What's a good fix? Human sensitivity is arbitrary, so the fix is going to tend to be arbitrary too.

_heimdall · on Feb 21, 2024

A good fix would, in my opinion, understanding how the algorithm is actually categorizing and why it miss-recognized gorillas and humans.

If the algorithm doesn't work well they have problems to solve.

DeusExMachina · on Feb 22, 2024

But this is not an algorithm. It's a trained neural network which is practically a black box. The best they can do is train it on different data sets, but that's impractical.

_heimdall · on Feb 22, 2024

That's exactly the problem I was trying to reference. The algorithms and data models are black boxes - we don't know wat they learned or why they learned it. That setup can't be intentionally fixed, and more importantly we wouldn't know if it was fixed because we can only validate input/output pairs.

CydeWeys · on Feb 22, 2024

It's too costly to potentially make that mistake again. So the solution guarantees it will never happen again.

Spivak · on Feb 21, 2024

You do understand that this has nothing to humans in general right? This isn't AI recognizing some evolutionary pattern and drawing comparisons to humans and primates -- it's racist content that specifically targets black people that is present in the training data.

_heimdall · on Feb 21, 2024

I don't know nearly enough about the inner workings of their algorithm to make that assumption.

The internet is surely full of racist photos that could teach the algorithm.
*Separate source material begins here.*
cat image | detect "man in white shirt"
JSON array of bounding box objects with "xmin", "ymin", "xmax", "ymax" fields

The algorithm could also have bugs that miss-categorize the data.

The real problem is that those building and managing the algorithm don't fully know how it works or, more importantly, what it had learned. If they did the algorithm would be fixed without a term blocklist.

nitwit005 · on Feb 21, 2024

Nope. This is due to a past controversy about image search: https://www.nytimes.com/2023/05/22/technology/ai-photo-label...

callalex · on Feb 22, 2024

Where can I learn about this?

AlecSchueler · on Feb 21, 2024

[flagged]

_heimdall · on Feb 21, 2024

Do we have enough info for to say that decisively?

Ideally we would see the training data, though its probably reasonable to assume a random collection of internet content includes racist imagery. My understanding, though, is that the algorithm and the model of data learned is still a black box that people can't parse and understand.

How would we know for sure racist output is due to the racist input, rather than a side effect of some part of the training or querying algorithms?

alpaca128 · on Feb 21, 2024

It's not unavoidable, but it would cost more to produce high quality training data.

AlecSchueler · on Feb 21, 2024

Yes, somewhat unavoidable.